Andile Tshuma
IMAGINE being in a relationship with your partner and thinking you are their only bae. You are giving your all in the relationship but for one reason or the other, you are not together for the lockdown, probably at your parents’ house. You are busy making plans about spending quality time after lockdown, then boom, the evil social media delivers V11s of your bae enjoying quality lockdown time with the other bae, the actual, main bae. It’s a rude awakening. You may have been just the other bae. But such is life.
By the end of the Covid-19 lockdown, there are people you need to get away from, habits you need to have broken and relationships that need to be cut off.
Some people have been inconsiderate and used to the life of making outrageous demands to their partners, but if you are not together during the lockdown, mobility is limited and those outrageous cravings and insane demands may have to be shelved for a while. You may realise you are not the orbit of the planet, neither are you the axis of earth. You are just John, or simply Jane.
And for some who thought they were in marriage bliss, because of lockdown, some secrets are too thorny to keep hidden in a sack.
A woman in a 10-year-old marriage discovered there is another family, another woman and kids in town. There were never any signs that something was amiss, hubby was just ever busy with work and ever travelling, yet he was just going to the next township.
We have all heard about the good side of the lockdown, rekindling old love, families coming together and all. But this lockdown period is revealing some secrets and unleashing some truths we would rather not have known.
Deception, infidelity and skeletons in the closet. There is so much that couples hide if they are not spending a lot of time together.
I for one know this lady who is a full time housewife and is married to a man who spends most of his time away on business.
She happens to have a side dude, whom she has been spending more time with than her husband to the point of even attending some social functions together.
This side person was even spending time at the woman’s matrimonial home when the husband was away. Now, the husband is around full time and the wife has to adjust. And she has been confiding in this mutual friend of ours about how it is difficult to go for weeks without seeing that side person. And now she can’t take calls or chat on social media as it is just too risky and there is a lot is at stake. The side dude is giving problems, he is not coping with the distance and craves the usual attention he gets from bae. Disaster is brewing.
It must be the same with men although I have not been privileged to get to hear all the ghastly details from anyone. However, for one who has a side bae or two, being stuck at home and unable to be wherever and whenever must surely make for a miserable few weeks.
Then the side baes themselves must be having the most difficult time.
Not being able to call your “partner” as you know that he or she cannot pick your calls since the main bae is there. Life is tough. For those financially dependent on such arrangements, it’s a tale of sorrow.
For some it’s a moment of truth. You may have been thinking you are the main bae, but bae is somewhere spending the lockdown down with their actual main bae.
It is somewhat unfair, but all these revelations being made at this time are showing that so many people in society have been living a lie.
Some people were thinking the whole world revolves around them and had been the alpha and omega of their partners in relationships.
People are getting a clear and more realistic view from the world as they are sobering up and realising that they are actually not so invincible.
A benefit of this situation is that it is forcing people to end infidelity and bad relationships. Cheating is not gender specific. Men and women do it, for a plethora of reasons.
Some are having to learn how to live with each other all over again and if they were spending more time with other “external elements”, then they have to make do with what’s there and do right by their relationships.

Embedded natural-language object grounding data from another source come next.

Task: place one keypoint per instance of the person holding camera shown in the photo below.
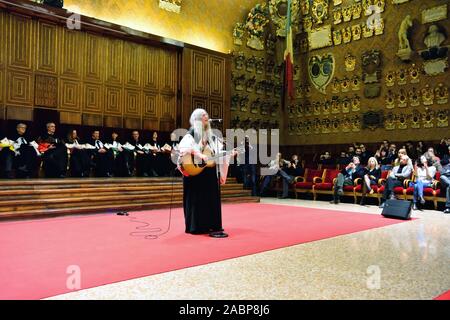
(424, 173)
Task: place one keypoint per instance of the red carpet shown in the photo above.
(35, 255)
(444, 296)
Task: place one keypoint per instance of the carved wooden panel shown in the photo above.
(2, 38)
(168, 107)
(215, 109)
(114, 57)
(198, 102)
(19, 113)
(113, 100)
(46, 47)
(93, 120)
(2, 85)
(46, 91)
(93, 58)
(20, 41)
(168, 64)
(92, 98)
(216, 77)
(132, 123)
(132, 102)
(150, 101)
(150, 68)
(69, 95)
(72, 53)
(132, 64)
(199, 73)
(70, 117)
(20, 88)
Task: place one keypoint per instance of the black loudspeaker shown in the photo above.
(399, 209)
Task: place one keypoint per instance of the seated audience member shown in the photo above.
(80, 160)
(277, 168)
(371, 176)
(398, 174)
(383, 160)
(6, 158)
(442, 148)
(26, 157)
(54, 153)
(141, 155)
(103, 159)
(342, 160)
(156, 159)
(347, 177)
(365, 155)
(445, 179)
(123, 157)
(424, 173)
(432, 158)
(294, 168)
(326, 160)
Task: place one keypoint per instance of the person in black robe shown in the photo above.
(54, 155)
(6, 160)
(26, 157)
(201, 193)
(142, 161)
(102, 158)
(80, 161)
(123, 158)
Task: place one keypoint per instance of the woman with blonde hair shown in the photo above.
(371, 177)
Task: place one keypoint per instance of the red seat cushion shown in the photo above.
(303, 185)
(323, 186)
(398, 190)
(348, 188)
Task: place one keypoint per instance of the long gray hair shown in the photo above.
(200, 132)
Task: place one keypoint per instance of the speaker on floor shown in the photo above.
(398, 209)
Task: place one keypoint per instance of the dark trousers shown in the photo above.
(249, 176)
(26, 162)
(103, 163)
(445, 181)
(391, 183)
(6, 163)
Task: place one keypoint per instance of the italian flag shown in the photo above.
(289, 56)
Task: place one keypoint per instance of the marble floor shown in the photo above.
(402, 261)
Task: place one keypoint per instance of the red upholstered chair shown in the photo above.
(432, 193)
(305, 184)
(326, 183)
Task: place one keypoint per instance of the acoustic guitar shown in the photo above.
(190, 165)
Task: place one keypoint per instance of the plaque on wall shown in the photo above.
(46, 91)
(434, 14)
(320, 38)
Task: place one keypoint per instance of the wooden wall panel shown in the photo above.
(199, 74)
(70, 95)
(113, 100)
(20, 42)
(20, 88)
(92, 98)
(150, 68)
(72, 53)
(168, 61)
(132, 64)
(132, 103)
(94, 57)
(216, 77)
(47, 40)
(114, 56)
(150, 103)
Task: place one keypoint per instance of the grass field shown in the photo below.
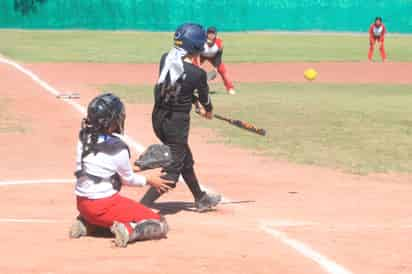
(357, 128)
(144, 47)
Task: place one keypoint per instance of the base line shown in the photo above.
(30, 221)
(39, 181)
(328, 265)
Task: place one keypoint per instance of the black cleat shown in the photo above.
(208, 202)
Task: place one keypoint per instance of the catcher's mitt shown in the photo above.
(155, 156)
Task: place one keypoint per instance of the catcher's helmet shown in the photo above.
(190, 37)
(104, 111)
(211, 30)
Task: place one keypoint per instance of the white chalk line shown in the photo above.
(38, 181)
(328, 265)
(31, 221)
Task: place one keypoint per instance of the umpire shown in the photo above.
(174, 95)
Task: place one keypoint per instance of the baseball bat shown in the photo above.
(241, 124)
(238, 123)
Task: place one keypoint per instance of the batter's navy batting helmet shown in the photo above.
(190, 37)
(104, 111)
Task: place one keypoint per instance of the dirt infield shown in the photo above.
(280, 217)
(389, 73)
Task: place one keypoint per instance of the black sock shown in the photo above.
(191, 181)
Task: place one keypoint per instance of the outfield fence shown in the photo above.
(228, 15)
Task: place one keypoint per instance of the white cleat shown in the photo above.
(121, 235)
(78, 229)
(231, 91)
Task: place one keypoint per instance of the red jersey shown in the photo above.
(377, 32)
(210, 51)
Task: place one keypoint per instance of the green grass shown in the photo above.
(146, 47)
(356, 128)
(8, 122)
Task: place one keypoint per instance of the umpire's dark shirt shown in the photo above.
(194, 79)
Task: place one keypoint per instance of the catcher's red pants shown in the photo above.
(372, 44)
(103, 212)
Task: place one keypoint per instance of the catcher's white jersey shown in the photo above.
(104, 165)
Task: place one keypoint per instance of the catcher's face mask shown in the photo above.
(120, 120)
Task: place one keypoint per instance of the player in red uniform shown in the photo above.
(213, 52)
(377, 33)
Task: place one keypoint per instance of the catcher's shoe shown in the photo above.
(207, 202)
(78, 228)
(121, 234)
(231, 91)
(150, 230)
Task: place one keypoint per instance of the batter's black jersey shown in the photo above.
(193, 79)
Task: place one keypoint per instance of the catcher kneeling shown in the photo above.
(103, 165)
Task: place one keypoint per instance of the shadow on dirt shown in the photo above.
(172, 208)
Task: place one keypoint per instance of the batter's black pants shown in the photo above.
(172, 129)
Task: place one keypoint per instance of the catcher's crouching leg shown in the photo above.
(143, 230)
(152, 194)
(80, 228)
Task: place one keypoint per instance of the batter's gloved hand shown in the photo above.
(155, 156)
(211, 75)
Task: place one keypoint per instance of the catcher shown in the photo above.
(102, 167)
(377, 32)
(174, 95)
(213, 52)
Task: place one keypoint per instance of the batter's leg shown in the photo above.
(382, 50)
(371, 49)
(226, 81)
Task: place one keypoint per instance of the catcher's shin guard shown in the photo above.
(150, 197)
(143, 230)
(81, 228)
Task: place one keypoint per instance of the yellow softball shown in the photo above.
(310, 74)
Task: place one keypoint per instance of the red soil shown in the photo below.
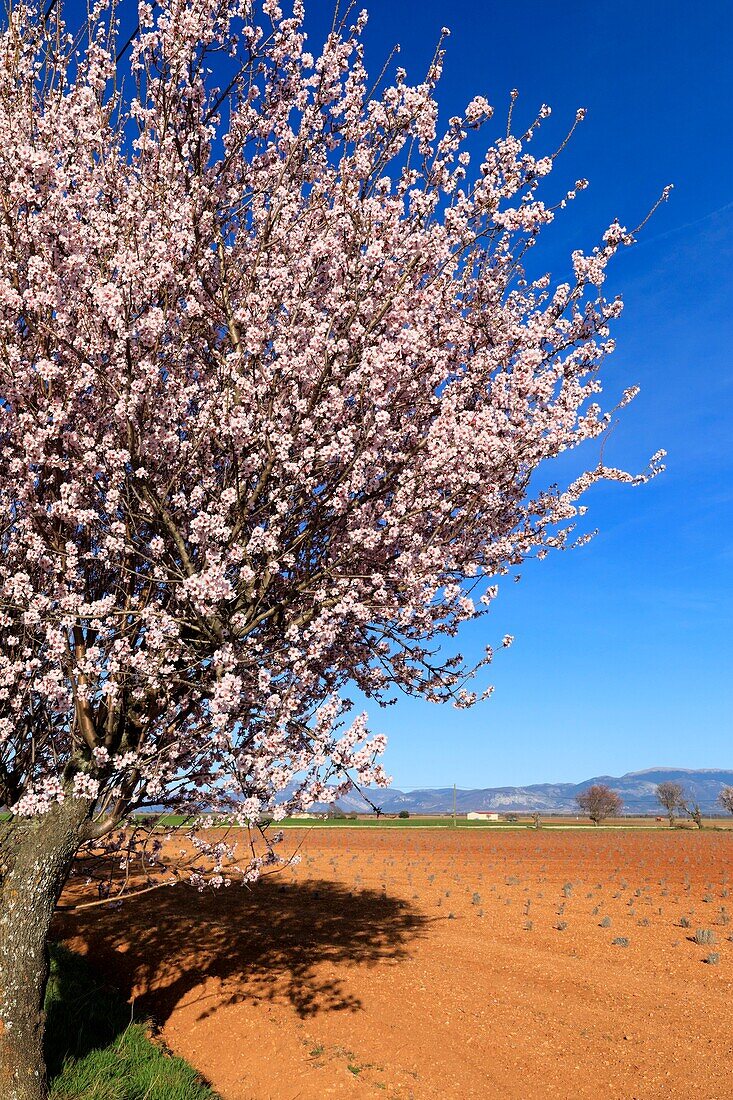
(402, 964)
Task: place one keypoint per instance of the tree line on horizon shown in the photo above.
(600, 801)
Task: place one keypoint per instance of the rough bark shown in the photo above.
(36, 858)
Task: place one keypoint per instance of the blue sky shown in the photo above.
(623, 651)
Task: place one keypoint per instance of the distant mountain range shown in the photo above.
(635, 788)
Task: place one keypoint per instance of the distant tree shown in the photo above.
(670, 795)
(692, 811)
(725, 799)
(599, 802)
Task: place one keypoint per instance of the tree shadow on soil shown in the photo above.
(266, 943)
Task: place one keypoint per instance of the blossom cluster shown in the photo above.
(273, 394)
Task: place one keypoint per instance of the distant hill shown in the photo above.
(635, 788)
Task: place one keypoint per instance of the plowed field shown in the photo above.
(445, 964)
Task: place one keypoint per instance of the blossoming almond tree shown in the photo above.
(273, 391)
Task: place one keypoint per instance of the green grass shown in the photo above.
(95, 1053)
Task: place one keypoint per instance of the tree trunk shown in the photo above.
(36, 859)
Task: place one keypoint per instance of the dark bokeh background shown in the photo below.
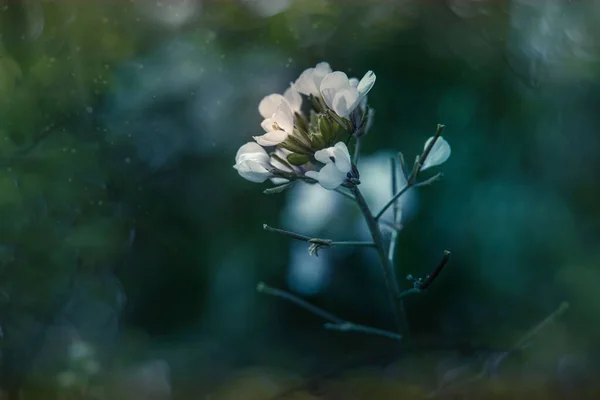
(123, 223)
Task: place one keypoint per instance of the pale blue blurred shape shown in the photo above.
(268, 8)
(310, 208)
(308, 275)
(375, 177)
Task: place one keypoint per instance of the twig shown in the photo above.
(436, 272)
(404, 190)
(335, 322)
(321, 242)
(345, 194)
(421, 159)
(421, 285)
(564, 306)
(394, 240)
(356, 154)
(386, 265)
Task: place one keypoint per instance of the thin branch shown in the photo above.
(335, 322)
(348, 327)
(421, 285)
(356, 154)
(404, 190)
(345, 194)
(386, 265)
(421, 159)
(394, 234)
(436, 272)
(317, 241)
(564, 306)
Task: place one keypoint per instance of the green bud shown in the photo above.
(318, 141)
(326, 128)
(278, 189)
(297, 159)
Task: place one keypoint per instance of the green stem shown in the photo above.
(335, 322)
(387, 267)
(404, 190)
(322, 242)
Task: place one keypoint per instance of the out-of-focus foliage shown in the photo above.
(123, 223)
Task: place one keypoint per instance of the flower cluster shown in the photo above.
(307, 128)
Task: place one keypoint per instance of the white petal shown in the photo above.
(366, 83)
(332, 84)
(330, 177)
(324, 155)
(268, 125)
(281, 153)
(312, 174)
(342, 157)
(253, 171)
(322, 68)
(293, 98)
(249, 148)
(271, 138)
(439, 153)
(284, 117)
(345, 101)
(269, 104)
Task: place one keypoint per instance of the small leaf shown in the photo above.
(326, 128)
(297, 159)
(278, 189)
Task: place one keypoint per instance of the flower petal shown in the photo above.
(331, 84)
(320, 71)
(366, 83)
(269, 104)
(439, 153)
(324, 155)
(253, 171)
(293, 98)
(249, 148)
(284, 117)
(312, 174)
(268, 125)
(330, 177)
(342, 157)
(305, 83)
(345, 101)
(271, 138)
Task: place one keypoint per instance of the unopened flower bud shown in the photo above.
(297, 159)
(326, 128)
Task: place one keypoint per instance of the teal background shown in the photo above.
(124, 221)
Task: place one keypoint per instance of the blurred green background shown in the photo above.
(124, 224)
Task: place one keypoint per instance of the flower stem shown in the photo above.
(404, 190)
(387, 266)
(335, 322)
(356, 154)
(322, 242)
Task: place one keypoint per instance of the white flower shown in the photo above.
(279, 125)
(281, 154)
(269, 104)
(439, 153)
(337, 165)
(309, 81)
(343, 95)
(252, 163)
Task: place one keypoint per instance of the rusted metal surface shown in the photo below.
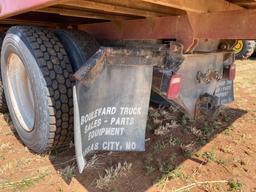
(194, 86)
(176, 27)
(15, 7)
(186, 29)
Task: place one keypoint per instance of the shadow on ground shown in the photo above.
(170, 140)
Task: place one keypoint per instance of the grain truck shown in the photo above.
(84, 70)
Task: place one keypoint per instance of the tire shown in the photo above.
(244, 49)
(39, 95)
(3, 105)
(79, 46)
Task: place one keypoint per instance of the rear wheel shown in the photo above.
(38, 87)
(244, 49)
(3, 105)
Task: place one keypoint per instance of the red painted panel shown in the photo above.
(14, 7)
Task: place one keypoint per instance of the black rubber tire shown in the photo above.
(50, 74)
(3, 104)
(247, 50)
(79, 46)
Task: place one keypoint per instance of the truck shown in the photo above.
(83, 71)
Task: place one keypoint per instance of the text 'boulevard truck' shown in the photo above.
(85, 70)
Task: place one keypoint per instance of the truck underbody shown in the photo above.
(100, 59)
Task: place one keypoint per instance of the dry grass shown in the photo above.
(113, 173)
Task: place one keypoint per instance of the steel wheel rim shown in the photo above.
(20, 91)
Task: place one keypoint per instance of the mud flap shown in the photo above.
(111, 100)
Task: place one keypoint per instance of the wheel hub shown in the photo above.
(20, 92)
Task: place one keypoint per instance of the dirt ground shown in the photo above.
(180, 155)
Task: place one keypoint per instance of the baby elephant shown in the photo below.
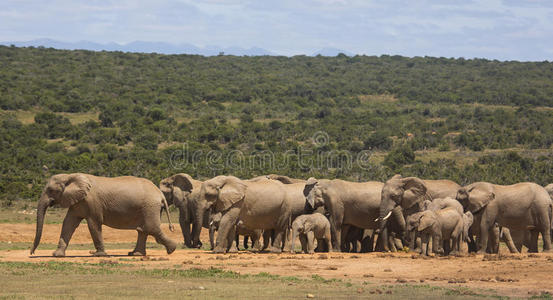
(442, 225)
(253, 234)
(310, 227)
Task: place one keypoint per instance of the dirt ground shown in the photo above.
(519, 275)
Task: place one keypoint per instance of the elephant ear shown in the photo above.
(281, 178)
(309, 185)
(479, 198)
(232, 191)
(396, 177)
(76, 189)
(414, 191)
(426, 221)
(178, 196)
(183, 181)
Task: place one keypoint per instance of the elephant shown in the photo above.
(309, 227)
(353, 203)
(120, 202)
(183, 191)
(409, 193)
(294, 189)
(515, 239)
(357, 239)
(442, 225)
(253, 234)
(549, 189)
(260, 204)
(518, 207)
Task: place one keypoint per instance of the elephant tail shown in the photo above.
(166, 208)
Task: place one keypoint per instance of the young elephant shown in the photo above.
(120, 202)
(310, 227)
(253, 234)
(443, 224)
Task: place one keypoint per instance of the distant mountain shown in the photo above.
(332, 52)
(144, 47)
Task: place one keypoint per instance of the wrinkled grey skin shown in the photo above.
(409, 193)
(346, 203)
(257, 204)
(440, 225)
(309, 227)
(253, 234)
(184, 192)
(518, 207)
(121, 202)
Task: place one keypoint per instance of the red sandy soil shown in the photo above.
(519, 275)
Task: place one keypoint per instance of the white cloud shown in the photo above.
(494, 28)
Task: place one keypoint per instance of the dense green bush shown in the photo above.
(151, 115)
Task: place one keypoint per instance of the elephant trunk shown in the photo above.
(198, 221)
(295, 228)
(43, 204)
(386, 208)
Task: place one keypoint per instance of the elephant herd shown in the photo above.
(426, 216)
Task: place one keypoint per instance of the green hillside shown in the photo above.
(358, 118)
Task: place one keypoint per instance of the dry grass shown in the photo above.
(118, 279)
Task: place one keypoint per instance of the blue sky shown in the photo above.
(495, 29)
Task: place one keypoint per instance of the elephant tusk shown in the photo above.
(387, 216)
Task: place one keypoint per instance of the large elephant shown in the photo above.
(518, 207)
(410, 193)
(310, 227)
(442, 225)
(294, 190)
(353, 203)
(183, 191)
(260, 204)
(121, 202)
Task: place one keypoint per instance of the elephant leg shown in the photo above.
(532, 244)
(95, 229)
(185, 227)
(545, 229)
(303, 242)
(267, 236)
(486, 225)
(391, 242)
(424, 244)
(140, 248)
(310, 242)
(70, 223)
(246, 238)
(507, 236)
(226, 225)
(256, 237)
(161, 238)
(344, 242)
(212, 237)
(276, 247)
(235, 241)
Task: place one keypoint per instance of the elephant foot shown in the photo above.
(171, 247)
(99, 253)
(219, 250)
(275, 250)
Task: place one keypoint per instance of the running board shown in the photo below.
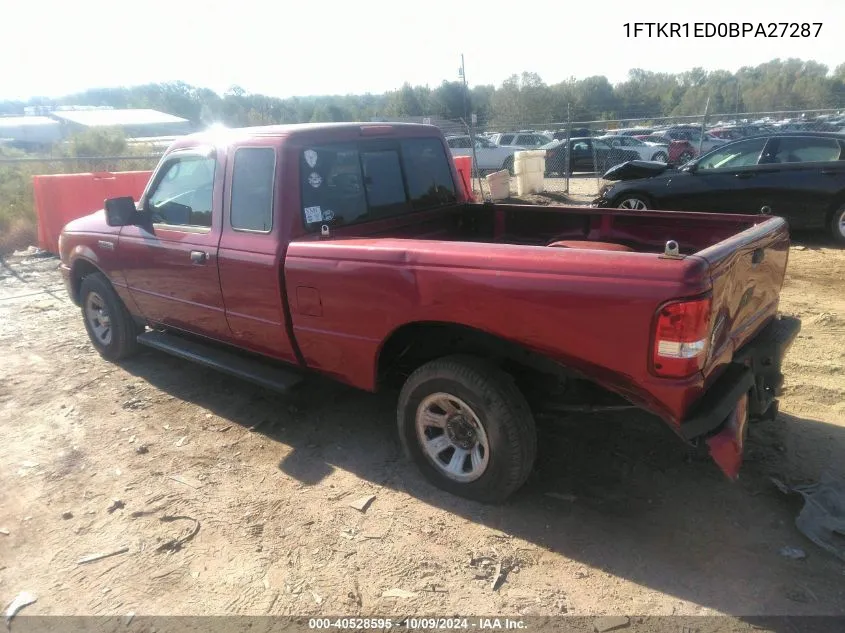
(265, 375)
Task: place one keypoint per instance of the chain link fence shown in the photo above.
(579, 153)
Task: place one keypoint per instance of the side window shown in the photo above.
(332, 187)
(429, 177)
(348, 183)
(741, 154)
(252, 188)
(183, 194)
(806, 150)
(383, 182)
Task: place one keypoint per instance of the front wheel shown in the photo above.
(633, 203)
(110, 327)
(468, 428)
(837, 225)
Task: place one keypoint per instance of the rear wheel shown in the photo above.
(634, 202)
(468, 428)
(837, 225)
(110, 327)
(508, 165)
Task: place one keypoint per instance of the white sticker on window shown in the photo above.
(313, 214)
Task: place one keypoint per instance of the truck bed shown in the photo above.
(591, 309)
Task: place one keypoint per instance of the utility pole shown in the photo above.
(470, 124)
(703, 126)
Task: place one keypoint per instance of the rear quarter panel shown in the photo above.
(745, 294)
(591, 311)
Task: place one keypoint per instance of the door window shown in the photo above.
(252, 189)
(806, 150)
(741, 154)
(183, 194)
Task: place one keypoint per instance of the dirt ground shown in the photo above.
(631, 526)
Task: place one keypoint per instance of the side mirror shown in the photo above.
(120, 211)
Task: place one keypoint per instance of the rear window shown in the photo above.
(806, 150)
(358, 182)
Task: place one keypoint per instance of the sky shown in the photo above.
(308, 47)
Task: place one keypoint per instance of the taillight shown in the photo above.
(681, 338)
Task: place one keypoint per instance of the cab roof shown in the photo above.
(224, 136)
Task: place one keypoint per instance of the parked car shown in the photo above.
(645, 151)
(587, 154)
(580, 132)
(631, 131)
(797, 175)
(679, 151)
(525, 140)
(694, 136)
(350, 251)
(488, 155)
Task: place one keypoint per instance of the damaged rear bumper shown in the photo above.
(746, 390)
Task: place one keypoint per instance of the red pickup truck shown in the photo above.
(349, 250)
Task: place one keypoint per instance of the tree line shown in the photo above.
(790, 84)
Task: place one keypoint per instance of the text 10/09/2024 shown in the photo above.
(723, 29)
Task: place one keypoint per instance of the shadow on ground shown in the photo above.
(643, 508)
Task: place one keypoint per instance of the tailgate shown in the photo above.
(747, 273)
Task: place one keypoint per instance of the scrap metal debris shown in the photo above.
(398, 593)
(95, 557)
(175, 544)
(23, 599)
(822, 519)
(795, 553)
(188, 481)
(611, 623)
(363, 503)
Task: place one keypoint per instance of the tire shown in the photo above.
(633, 202)
(110, 327)
(508, 164)
(500, 449)
(837, 225)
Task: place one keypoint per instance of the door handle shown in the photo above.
(199, 257)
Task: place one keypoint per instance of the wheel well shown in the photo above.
(838, 203)
(80, 270)
(415, 344)
(633, 194)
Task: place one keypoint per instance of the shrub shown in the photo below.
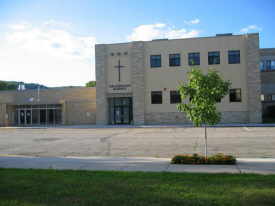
(218, 159)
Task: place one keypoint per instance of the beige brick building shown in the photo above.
(267, 66)
(137, 81)
(68, 106)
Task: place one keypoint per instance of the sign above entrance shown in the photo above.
(119, 66)
(120, 86)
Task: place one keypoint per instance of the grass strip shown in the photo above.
(80, 187)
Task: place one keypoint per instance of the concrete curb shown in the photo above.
(143, 164)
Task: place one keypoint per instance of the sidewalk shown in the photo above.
(251, 165)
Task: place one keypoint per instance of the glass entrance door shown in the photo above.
(22, 117)
(120, 110)
(118, 115)
(28, 116)
(126, 115)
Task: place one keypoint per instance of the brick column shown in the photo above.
(254, 78)
(101, 78)
(138, 83)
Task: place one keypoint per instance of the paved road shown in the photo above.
(247, 142)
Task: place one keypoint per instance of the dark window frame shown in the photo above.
(270, 97)
(155, 60)
(175, 97)
(156, 97)
(269, 64)
(196, 59)
(261, 65)
(174, 60)
(234, 57)
(212, 57)
(234, 95)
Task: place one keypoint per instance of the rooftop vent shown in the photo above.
(159, 39)
(228, 34)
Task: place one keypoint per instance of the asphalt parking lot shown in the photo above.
(242, 142)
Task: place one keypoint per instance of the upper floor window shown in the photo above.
(155, 60)
(235, 95)
(174, 60)
(156, 97)
(213, 58)
(234, 57)
(262, 65)
(270, 97)
(175, 97)
(194, 59)
(270, 64)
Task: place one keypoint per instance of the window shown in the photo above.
(175, 97)
(233, 57)
(156, 97)
(235, 95)
(213, 58)
(262, 97)
(262, 65)
(270, 97)
(155, 60)
(194, 59)
(174, 60)
(270, 64)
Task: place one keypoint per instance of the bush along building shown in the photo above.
(137, 81)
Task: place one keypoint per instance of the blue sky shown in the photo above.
(52, 42)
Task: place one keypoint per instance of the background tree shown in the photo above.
(204, 91)
(91, 84)
(7, 86)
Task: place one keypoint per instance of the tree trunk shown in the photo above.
(205, 140)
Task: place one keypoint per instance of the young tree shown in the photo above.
(204, 91)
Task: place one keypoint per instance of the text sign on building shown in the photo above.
(120, 86)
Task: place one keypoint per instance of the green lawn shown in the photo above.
(268, 119)
(68, 187)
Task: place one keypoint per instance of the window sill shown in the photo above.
(268, 70)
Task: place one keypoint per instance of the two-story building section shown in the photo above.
(267, 66)
(137, 81)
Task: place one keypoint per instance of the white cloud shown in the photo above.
(17, 26)
(158, 31)
(22, 26)
(250, 28)
(55, 23)
(49, 57)
(24, 22)
(196, 21)
(57, 43)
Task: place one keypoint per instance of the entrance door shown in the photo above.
(22, 117)
(28, 117)
(126, 115)
(120, 110)
(118, 115)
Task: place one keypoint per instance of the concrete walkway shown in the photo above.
(244, 165)
(139, 126)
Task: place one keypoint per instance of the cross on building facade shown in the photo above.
(119, 66)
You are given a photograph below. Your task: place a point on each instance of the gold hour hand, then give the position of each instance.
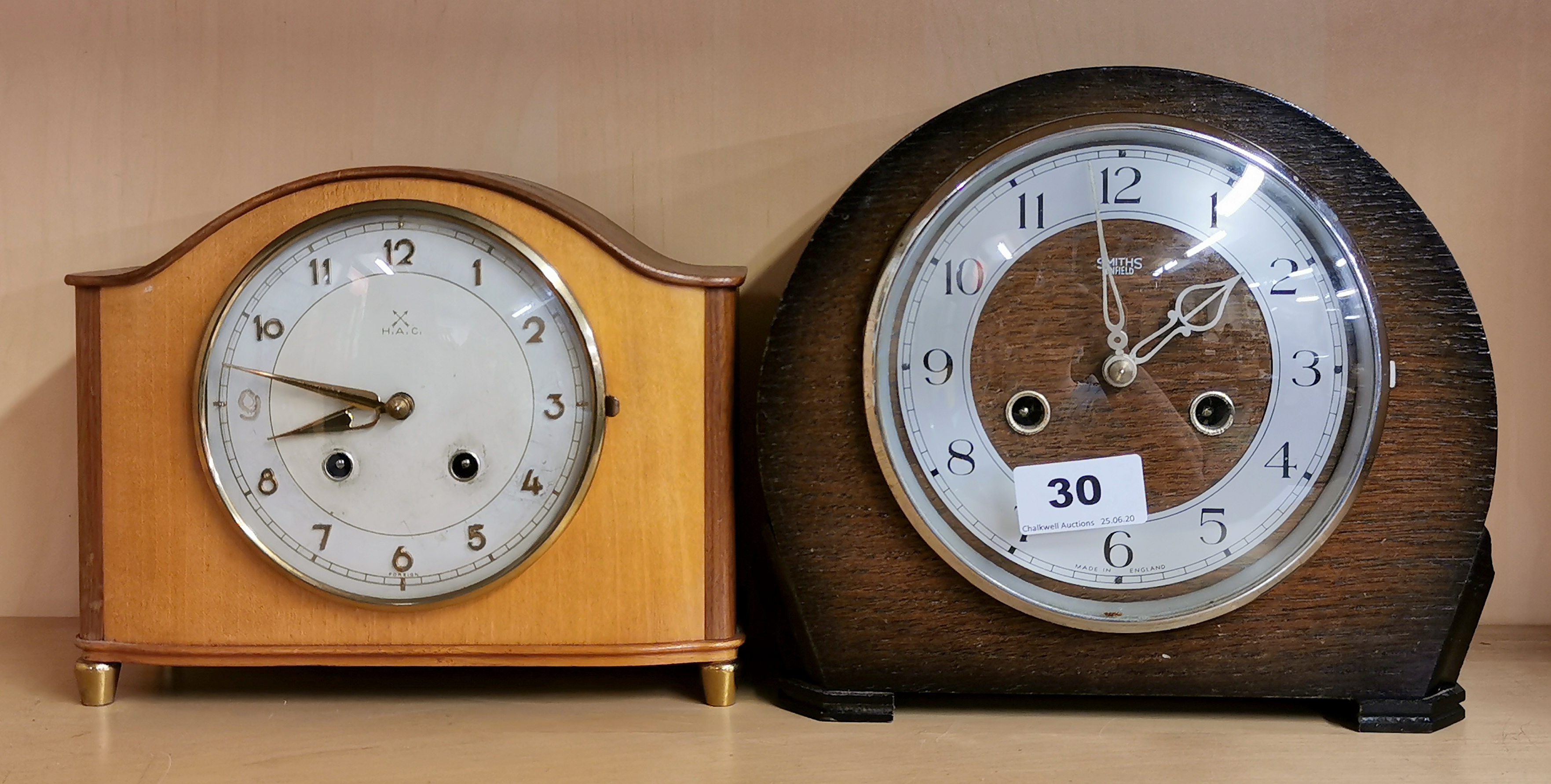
(356, 397)
(339, 422)
(398, 406)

Spare a thought for slay queens.
It doesn’t take a rocket scientist to see that there was a sharp decrease on the number of posts by the so-called slay queens ever since the Government imposed a national lockdown due to the Covid-19 pandemic.
The lives of most slay queens was backed by “blessers” so as the lives of side-chicks. However, due to the implementation of measures to stop the spread of the virus, most men and the queens too have got little access or none to free movement which simply means that they had to adjust and live within their own means.
The sponsors of all that expensive life are mostly older married men and as such, due to the lockdown, they are “locked” with their families somewhere; where no slay queen or side-chick can see them.
Some men have even blocked most of these girls on their phones as well as on social media platforms.
The lifestyle that was lived by slay queens has somehow changed dramatically since the “sponsorship” is based on pay-as-you-use principle which means the slay queens will only get these benefits when the man is set to get something from them.
Not all hope is lost, dear Zimbabweans. There is still time to mend what’s broken, or move on and build new empires from scratch.
Two core necessities for a strong relationship are trust and communication. So take this as a God-given chance to work on your relationship. Remember that whatever issues your relationship suffered can be mended now. Start with healing yourself and then work on healing your relationship.
Those who can’t even attempt to be faithful to their partners in the face of a deadly disease need to introspect and evaluate the nature of their relationship.
Cheating in times of a crisis is not as simple as “oops I made a mistake, I’m sorry”, it’s more in terms of “I know we’re probably going to die but even then I don’t have the decency of remaining faithful to this relationship”.
This actually tempts me to finish up a half-done piece of writing on “fake” monogamous relationships in the side chick era, and the 21st century polygamy.
Maybe we would not be in this hot mess if people were embracing isithembu officially.